Model saved at models/student_admissions.h5

Evaluate the model


In [11]:
model = keras.models.load_model(model_path)
print("Model loaded:", model_path)

score = model.evaluate(x_test, y_test, verbose=0)
print("\nTest Accuracy: {:.2f}".format(score[1]))


Model loaded: models/student_admissions.h5

Test Accuracy: 0.75

Visualize the model


In [12]:
predictions = model.predict(df.drop(targets, axis=1).values)
predictions = np.argmax(predictions, axis=1)

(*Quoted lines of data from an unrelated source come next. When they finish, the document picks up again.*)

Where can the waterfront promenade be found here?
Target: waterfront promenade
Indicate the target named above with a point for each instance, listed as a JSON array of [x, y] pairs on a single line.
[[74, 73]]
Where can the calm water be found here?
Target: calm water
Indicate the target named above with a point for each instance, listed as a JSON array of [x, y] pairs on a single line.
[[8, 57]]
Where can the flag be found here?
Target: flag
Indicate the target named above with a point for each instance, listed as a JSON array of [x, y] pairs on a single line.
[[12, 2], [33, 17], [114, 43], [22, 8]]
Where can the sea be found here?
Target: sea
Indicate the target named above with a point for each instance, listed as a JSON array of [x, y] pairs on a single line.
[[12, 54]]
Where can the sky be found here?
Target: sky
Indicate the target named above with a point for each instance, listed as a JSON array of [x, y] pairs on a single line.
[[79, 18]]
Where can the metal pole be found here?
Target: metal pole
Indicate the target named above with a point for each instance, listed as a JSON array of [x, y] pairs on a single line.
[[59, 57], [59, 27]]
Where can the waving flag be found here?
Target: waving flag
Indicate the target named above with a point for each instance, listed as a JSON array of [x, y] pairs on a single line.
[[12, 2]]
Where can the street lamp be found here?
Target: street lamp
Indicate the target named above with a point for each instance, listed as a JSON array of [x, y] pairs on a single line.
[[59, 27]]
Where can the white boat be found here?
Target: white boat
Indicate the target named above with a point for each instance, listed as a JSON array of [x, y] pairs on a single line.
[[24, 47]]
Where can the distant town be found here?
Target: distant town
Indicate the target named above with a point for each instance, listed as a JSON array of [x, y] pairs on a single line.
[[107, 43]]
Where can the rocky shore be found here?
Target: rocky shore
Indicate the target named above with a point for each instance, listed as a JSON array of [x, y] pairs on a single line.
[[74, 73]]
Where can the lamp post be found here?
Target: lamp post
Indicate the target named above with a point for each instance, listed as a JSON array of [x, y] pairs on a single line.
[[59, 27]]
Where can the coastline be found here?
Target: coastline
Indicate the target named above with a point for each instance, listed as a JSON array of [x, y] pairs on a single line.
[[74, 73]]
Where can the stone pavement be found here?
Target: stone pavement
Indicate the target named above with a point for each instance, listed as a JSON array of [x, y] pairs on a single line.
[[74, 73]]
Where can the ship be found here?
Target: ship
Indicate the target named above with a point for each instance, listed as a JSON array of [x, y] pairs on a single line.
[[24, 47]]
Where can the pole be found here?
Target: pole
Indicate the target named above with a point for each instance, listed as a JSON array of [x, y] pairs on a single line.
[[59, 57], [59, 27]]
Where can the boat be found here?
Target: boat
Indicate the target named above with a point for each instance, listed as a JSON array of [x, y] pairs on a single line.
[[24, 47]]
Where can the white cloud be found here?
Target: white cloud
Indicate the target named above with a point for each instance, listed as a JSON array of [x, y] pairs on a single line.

df_visualize['predicted'] = predictions 

plot_data(df_visualize).fig.suptitle('Actual')
plot_data(df_visualize, hue='predicted').fig.suptitle('Model')


Out[12]:
<matplotlib.text.Text at 0x7fdc39c30be0>

A bit overfitting can be appreciated in rank 2 sometimes. More information can be extracted when looking at the predicted probabilities instead of the binary accepted-rejected result shown here.

Make predictions


In [13]:
def predict_admission(student):
    # student_data: {id: [gre, gpa, 'rank1, rank2, rank3, rank4]}

    print('Admission Probabilities: \n')

    for key, value in student.items():
        p_name = key
        single_data = value

        # normalize data
        for idx, f in enumerate(numerical):
            single_data[idx] = (single_data[idx] - scaled_features[f][0]) / scaled_features[f][1]

        # make prediction
        single_pred = model.predict(np.array([single_data]))
        print('{}: \t {:.0f}%\n'.format(p_name, single_pred[0, 1] * 100))


df_visualize.describe()


Out[13]:
admit gre gpa rank predicted
count 399.000000 399.000000 399.000000 399.000000 399.000000
mean 0.315789 587.819549 3.390940 2.486216 0.172932
std 0.465413 115.428011 0.380152 0.945333 0.378664
min 0.000000 220.000000 2.260000 1.000000 0.000000
25% 0.000000 520.000000 3.130000 2.000000 0.000000
50% 0.000000 580.000000 3.395000 2.000000 0.000000
75% 1.000000 660.000000 3.670000 3.000000 0.000000
max 1.000000 800.000000 4.000000 4.000000 1.000000

In [14]:
# student_data: {id: [gre, gpa, 'rank1, rank2, rank3, rank4]}
new_students =  {'High scores rank-1':  [730, 3.83, 1, 0, 0, 0],
                 'High scores rank-2':  [730, 3.83, 0, 1, 0, 0],
                 'High scores rank-3':  [730, 3.83, 0, 0, 1, 0],
                 'High scores rank-4':  [730, 3.83, 0, 0, 0, 1],   
                 'Avg scores rank-1':  [588, 3.4, 1, 0, 0, 0],
                 'Avg scores rank-2':  [588, 3.4, 0, 1, 0, 0],
                 'Avg scores rank-3':  [588, 3.4, 0, 0, 1, 0],
                 'Avg scores rank-4':  [588, 3.4, 0, 0, 0, 1],
                 }
predict_admission(new_students)


Admission Probabilities: 

High scores rank-1: 	 65%

High scores rank-2: 	 53%

High scores rank-3: 	 35%

High scores rank-4: 	 35%

Avg scores rank-1: 	 49%

Avg scores rank-2: 	 40%

Avg scores rank-3: 	 28%

Avg scores rank-4: 	 26%

The predictions confirm that rank is the most influential feature in determining the admission, which seems reasonable. The absolute grades of the students are more relevant for rank-1 students (Q1).